Belial, the razor-clawed screaming blob last seen being sewed onto the side of his former Siamese-twin with a needle and yarn…is back! And it’s so bad, it’s good.
Following the events of Basket Case 2, Belial and his normal-looking, former Siamese-twin, Duane, have gone to live in a house full of freaks and mutants who have been shunned from society. However, after Duane’s mental break-down and attempt to sew Belial back onto his waist, Duane has been kept in solitary confinement for a year. In that span of time, Belial’s girlfriend (a similar blob-like monster) has become pregnant. Duane is released from solitary confinement to witness the birth of his nephews, but Belial won’t talk to him. The house full of freaks goes on a road trip to a doctor capable of delivering the babies. However, shortly after their birth, Belial’s babies are stolen by a group of greedy police officers hoping to turn the freaklings in for a reward. How will Belial rescue his screaming blob-babies? A giant robot body, of course.

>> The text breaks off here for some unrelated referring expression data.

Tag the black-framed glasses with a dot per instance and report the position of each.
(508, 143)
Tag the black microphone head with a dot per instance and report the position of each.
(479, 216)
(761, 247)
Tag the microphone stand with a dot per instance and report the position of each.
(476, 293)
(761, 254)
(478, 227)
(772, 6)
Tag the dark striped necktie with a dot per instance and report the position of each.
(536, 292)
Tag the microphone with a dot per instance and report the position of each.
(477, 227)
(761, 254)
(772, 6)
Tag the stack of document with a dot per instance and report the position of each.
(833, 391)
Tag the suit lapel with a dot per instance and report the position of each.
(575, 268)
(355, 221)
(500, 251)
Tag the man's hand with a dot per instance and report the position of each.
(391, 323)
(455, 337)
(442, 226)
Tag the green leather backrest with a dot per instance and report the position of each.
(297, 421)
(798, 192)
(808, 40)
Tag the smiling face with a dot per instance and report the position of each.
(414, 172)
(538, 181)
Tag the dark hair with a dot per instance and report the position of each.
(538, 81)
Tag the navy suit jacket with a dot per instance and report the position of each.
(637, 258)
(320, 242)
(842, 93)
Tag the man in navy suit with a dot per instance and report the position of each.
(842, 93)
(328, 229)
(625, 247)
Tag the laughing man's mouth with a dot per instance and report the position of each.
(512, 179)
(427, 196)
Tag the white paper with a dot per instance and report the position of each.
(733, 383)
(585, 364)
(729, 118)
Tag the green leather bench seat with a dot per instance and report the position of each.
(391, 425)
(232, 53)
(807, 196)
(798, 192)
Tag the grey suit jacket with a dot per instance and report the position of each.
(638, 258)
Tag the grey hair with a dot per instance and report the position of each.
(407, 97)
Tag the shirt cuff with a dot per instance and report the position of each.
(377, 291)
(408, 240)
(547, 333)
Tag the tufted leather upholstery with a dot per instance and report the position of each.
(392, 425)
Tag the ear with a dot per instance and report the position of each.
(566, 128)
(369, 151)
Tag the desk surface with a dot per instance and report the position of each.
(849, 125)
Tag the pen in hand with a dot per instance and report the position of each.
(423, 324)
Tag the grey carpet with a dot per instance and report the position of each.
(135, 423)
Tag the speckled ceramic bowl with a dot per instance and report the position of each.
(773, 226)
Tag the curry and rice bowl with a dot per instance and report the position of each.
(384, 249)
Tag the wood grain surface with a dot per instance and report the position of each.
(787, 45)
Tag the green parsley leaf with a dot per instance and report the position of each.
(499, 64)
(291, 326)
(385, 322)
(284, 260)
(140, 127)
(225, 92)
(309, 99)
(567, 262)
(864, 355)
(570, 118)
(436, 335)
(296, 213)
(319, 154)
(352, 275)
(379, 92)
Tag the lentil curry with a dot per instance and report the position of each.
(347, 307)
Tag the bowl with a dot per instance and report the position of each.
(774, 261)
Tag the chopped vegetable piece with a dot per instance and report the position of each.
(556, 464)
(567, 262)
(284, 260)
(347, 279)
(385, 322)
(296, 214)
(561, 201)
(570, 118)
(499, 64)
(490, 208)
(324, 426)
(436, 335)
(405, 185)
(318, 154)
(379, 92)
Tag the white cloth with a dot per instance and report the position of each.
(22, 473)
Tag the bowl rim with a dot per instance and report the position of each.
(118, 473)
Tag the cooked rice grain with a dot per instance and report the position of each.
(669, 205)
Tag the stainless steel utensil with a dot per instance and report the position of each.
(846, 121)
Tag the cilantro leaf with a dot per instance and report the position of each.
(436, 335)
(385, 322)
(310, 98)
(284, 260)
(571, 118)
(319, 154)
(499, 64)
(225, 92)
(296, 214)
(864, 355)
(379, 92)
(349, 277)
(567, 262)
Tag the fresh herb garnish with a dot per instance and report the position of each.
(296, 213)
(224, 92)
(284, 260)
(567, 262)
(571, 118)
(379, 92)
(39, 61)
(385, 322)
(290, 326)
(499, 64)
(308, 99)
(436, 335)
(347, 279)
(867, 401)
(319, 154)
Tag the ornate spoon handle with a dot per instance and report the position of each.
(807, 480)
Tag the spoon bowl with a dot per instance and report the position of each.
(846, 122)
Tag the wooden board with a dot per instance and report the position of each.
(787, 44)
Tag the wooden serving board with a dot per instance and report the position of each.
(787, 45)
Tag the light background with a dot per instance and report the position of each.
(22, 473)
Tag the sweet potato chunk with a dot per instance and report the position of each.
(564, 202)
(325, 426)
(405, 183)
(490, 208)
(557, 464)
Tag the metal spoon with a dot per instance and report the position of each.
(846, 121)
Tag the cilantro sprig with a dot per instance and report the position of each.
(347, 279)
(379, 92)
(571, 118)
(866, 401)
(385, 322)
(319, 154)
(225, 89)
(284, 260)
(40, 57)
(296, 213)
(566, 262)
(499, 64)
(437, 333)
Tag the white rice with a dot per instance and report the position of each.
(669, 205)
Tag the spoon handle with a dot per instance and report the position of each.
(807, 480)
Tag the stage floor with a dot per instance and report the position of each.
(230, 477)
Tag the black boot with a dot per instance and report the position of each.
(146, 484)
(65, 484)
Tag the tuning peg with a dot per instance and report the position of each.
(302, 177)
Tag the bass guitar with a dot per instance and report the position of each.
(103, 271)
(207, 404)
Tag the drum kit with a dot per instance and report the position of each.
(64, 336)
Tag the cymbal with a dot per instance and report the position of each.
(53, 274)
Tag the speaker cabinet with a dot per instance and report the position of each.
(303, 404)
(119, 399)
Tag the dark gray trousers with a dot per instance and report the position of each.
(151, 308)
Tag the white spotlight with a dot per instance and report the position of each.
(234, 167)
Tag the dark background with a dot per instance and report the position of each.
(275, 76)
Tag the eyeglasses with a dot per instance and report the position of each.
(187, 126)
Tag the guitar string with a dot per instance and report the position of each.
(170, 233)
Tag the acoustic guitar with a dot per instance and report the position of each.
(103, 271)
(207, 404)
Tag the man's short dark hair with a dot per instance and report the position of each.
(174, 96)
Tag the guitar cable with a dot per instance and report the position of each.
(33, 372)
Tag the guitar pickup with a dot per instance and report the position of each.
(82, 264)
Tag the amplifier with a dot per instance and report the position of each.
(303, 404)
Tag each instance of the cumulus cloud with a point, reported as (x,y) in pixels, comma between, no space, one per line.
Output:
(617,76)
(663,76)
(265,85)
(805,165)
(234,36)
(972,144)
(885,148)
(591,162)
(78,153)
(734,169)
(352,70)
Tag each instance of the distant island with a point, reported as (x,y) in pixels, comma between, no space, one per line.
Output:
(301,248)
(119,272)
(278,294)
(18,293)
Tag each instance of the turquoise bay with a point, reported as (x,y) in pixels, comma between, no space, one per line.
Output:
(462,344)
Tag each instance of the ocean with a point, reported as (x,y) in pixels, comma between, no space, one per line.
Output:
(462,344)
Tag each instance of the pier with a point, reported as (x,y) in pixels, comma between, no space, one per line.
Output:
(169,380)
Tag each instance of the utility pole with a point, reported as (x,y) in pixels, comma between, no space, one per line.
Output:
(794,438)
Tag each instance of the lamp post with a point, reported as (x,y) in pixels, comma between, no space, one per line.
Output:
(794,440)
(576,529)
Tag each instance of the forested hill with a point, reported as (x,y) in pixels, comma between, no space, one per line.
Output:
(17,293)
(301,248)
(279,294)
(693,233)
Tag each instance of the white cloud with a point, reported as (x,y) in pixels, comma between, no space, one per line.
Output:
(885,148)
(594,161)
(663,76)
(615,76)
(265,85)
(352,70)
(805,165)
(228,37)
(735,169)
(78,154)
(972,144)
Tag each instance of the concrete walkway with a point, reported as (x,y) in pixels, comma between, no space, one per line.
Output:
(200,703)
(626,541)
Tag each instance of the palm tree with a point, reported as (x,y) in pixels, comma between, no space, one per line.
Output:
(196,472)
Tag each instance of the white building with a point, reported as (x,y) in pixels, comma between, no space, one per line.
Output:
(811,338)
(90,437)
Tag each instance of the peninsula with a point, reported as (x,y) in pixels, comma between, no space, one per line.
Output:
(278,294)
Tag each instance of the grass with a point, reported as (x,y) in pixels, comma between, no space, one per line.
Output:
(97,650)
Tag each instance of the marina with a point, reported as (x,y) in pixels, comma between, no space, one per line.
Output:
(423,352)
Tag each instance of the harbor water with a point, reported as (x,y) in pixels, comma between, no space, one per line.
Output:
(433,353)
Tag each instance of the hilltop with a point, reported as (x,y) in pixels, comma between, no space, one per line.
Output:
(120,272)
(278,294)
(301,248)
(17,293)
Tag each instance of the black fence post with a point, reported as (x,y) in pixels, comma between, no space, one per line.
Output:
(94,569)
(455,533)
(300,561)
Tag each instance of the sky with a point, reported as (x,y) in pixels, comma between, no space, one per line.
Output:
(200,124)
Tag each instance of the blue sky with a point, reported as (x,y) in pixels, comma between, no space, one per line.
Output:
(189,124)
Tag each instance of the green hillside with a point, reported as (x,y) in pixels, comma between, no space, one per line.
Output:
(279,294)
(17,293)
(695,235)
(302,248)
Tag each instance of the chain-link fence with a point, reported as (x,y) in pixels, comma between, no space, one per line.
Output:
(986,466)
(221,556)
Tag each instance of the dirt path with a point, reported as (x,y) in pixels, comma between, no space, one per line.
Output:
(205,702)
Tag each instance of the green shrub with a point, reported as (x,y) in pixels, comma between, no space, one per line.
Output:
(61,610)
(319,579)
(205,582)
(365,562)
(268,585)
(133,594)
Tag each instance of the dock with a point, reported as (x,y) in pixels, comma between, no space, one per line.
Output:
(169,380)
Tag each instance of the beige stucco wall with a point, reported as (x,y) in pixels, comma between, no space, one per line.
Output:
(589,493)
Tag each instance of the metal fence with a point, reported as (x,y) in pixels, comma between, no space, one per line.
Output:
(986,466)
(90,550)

Ah, the Basket Case trilogy, giving a whole new meaning to the term “low budget”. Unlike the first movie, this installment is very blatantly tongue-in-cheek. With all the gratuitous sex, violence and bad acting, one would mistake this for a Troma film at first glance. Still, like the previous films in the franchise, this episode of Basket Case does have a moral to get across. While all the freak-shows living with Belial are truly disgusting and monstrous-looking, it’s the regular people (police officers, no less) who are the real monsters; willing to exploit babies just because they’re ugly. Yeah, I know, not exactly deep, philosophical material, but at least it has a message.
The make-up effects are gruesome but not really “realistic”. However, after only a few minutes of watching the film, you start to realize that nothing about this movie is supposed to be realistic. In one of the better kills in the movie, Belial squeezes a police officer’s neck so tightly his eyeballs and teeth pop out of his face. Physically, it makes no sense, but at least it looks great. Heck, at one point, you even see the boom-mike operator’s reflection, clear as day, for an uncomfortable amount of time. This is not horror to take seriously.
The tongue-in-cheek, dark humor is the best thing about the installment, though. The end, where Belial hunts down the police officers in his robot body (apparently built from an erector’s set) and mauls them to death while Duane casually eats a bowl of cornflakes is pure hilarity.
This is a horror comedy, but may be too stupid for some. You definitely have to be able to appreciate Troma-style horror to like this movie. Otherwise…yeah, it’s kinda dumb. I’d give it a C. Nothing to go out of your way to find, but worth it if you like goofy horror comedies.